Reenstra W W, Forte J G
J Membr Biol. 1981;61(1):55-60. doi: 10.1007/BF01870752.
The initial rate of ATP-dependent proton uptake by hog gastric vesicles was measured at pH's between 6.1 and 6.9 by measuring the loss of protons from the external space with a glass electrode. The apparent rates of proton loss were corrected for scalar proton production due to ATP hydrolysis. For vesicles in 150 mM KCl and pH 6.1, corrected rates of proton uptake and ATP hydrolysis were 639 +/- 84 and 619 +/- 65 nmol/min x mg protein, respectively, giving an H+/ATP ratio of 1.03 +/- .07. Furthermore, at all pH's tested the ratio of the rate of proton uptake to the rate of ATP hydrolysis was not significantly different than 1.0. No proton uptake (less than 10 nmol/min x mg protein) was exhibited by vesicles in 159 mM NaCl at pH 6.1 despite ATP hydrolysis of 187 +/- 46 nmol/min x mg (nonproductive hydrolysis). Comparison of the rates of proton transport and ATP hydrolysis in various mixture of KCl and NaCl showed that the H+/ATP stoichiometries were not significantly different than 1.0 at all concentrations of K+ greater than 10 mM. This fact suggests that the nonproductive rate is vanishingly small at these concentrations, implying that the measured H+/ATP stoichiometry is equal to the enzymatic stoichiometry. This result shows that the isolated gastric (K+ + H+)-ATPase is thermodynamically capable of forming the observed proton gradient of the stomach.

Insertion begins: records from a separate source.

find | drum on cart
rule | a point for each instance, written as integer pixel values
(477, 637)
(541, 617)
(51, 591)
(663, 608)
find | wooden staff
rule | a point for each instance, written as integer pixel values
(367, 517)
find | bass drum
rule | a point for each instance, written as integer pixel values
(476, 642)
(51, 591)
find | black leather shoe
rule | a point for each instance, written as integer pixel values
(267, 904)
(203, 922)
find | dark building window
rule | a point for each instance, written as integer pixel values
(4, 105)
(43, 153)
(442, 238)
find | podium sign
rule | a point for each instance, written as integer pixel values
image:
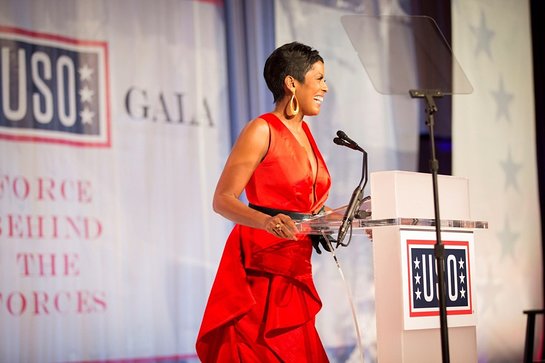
(419, 276)
(407, 312)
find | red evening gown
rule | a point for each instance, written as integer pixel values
(263, 301)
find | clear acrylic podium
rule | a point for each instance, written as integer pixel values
(403, 226)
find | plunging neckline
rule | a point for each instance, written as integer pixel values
(314, 173)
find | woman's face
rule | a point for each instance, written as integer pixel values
(310, 94)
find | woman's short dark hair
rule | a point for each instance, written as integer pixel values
(293, 59)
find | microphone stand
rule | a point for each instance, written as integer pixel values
(439, 248)
(357, 195)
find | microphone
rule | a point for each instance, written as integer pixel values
(349, 214)
(357, 196)
(343, 142)
(350, 143)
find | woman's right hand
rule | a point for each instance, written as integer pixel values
(281, 226)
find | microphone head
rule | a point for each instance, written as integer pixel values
(339, 141)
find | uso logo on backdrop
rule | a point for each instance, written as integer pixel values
(423, 281)
(53, 89)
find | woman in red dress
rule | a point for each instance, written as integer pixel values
(263, 302)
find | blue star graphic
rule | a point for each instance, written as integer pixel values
(484, 37)
(503, 100)
(511, 169)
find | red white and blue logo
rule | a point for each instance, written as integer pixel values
(423, 278)
(53, 89)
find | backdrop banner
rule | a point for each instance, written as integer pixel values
(494, 145)
(113, 131)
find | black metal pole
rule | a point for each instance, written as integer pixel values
(439, 248)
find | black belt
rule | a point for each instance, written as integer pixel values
(292, 215)
(316, 239)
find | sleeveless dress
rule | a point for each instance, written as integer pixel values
(263, 301)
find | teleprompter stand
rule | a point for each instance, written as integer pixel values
(409, 54)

通过用玻璃电极测量外部空间质子的损失,在pH值6.1至6.9之间测定了猪胃小泡依赖ATP的质子摄取初始速率。对由于ATP水解产生的标量质子进行校正后得到表观质子损失速率。对于处于150 mM KCl和pH 6.1的小泡,校正后的质子摄取速率和ATP水解速率分别为639±84和619±65 nmol/min·mg蛋白质,H⁺/ATP比值为1.03±0.07。此外,在所有测试的pH值下,质子摄取速率与ATP水解速率的比值与1.0没有显著差异。在pH 6.1的159 mM NaCl中,尽管ATP水解速率为187±46 nmol/min·mg(无效水解),小泡仍未表现出质子摄取(小于10 nmol/min·mg蛋白质)。在KCl和NaCl的各种混合物中比较质子运输速率和ATP水解速率表明,在所有K⁺浓度大于10 mM时,H⁺/ATP化学计量比与1.0没有显著差异。这一事实表明,在这些浓度下无效速率极小,这意味着测得的H⁺/ATP化学计量比等于酶促化学计量比。该结果表明,分离出的胃(K⁺+H⁺)-ATP酶在热力学上能够形成观察到的胃质子梯度。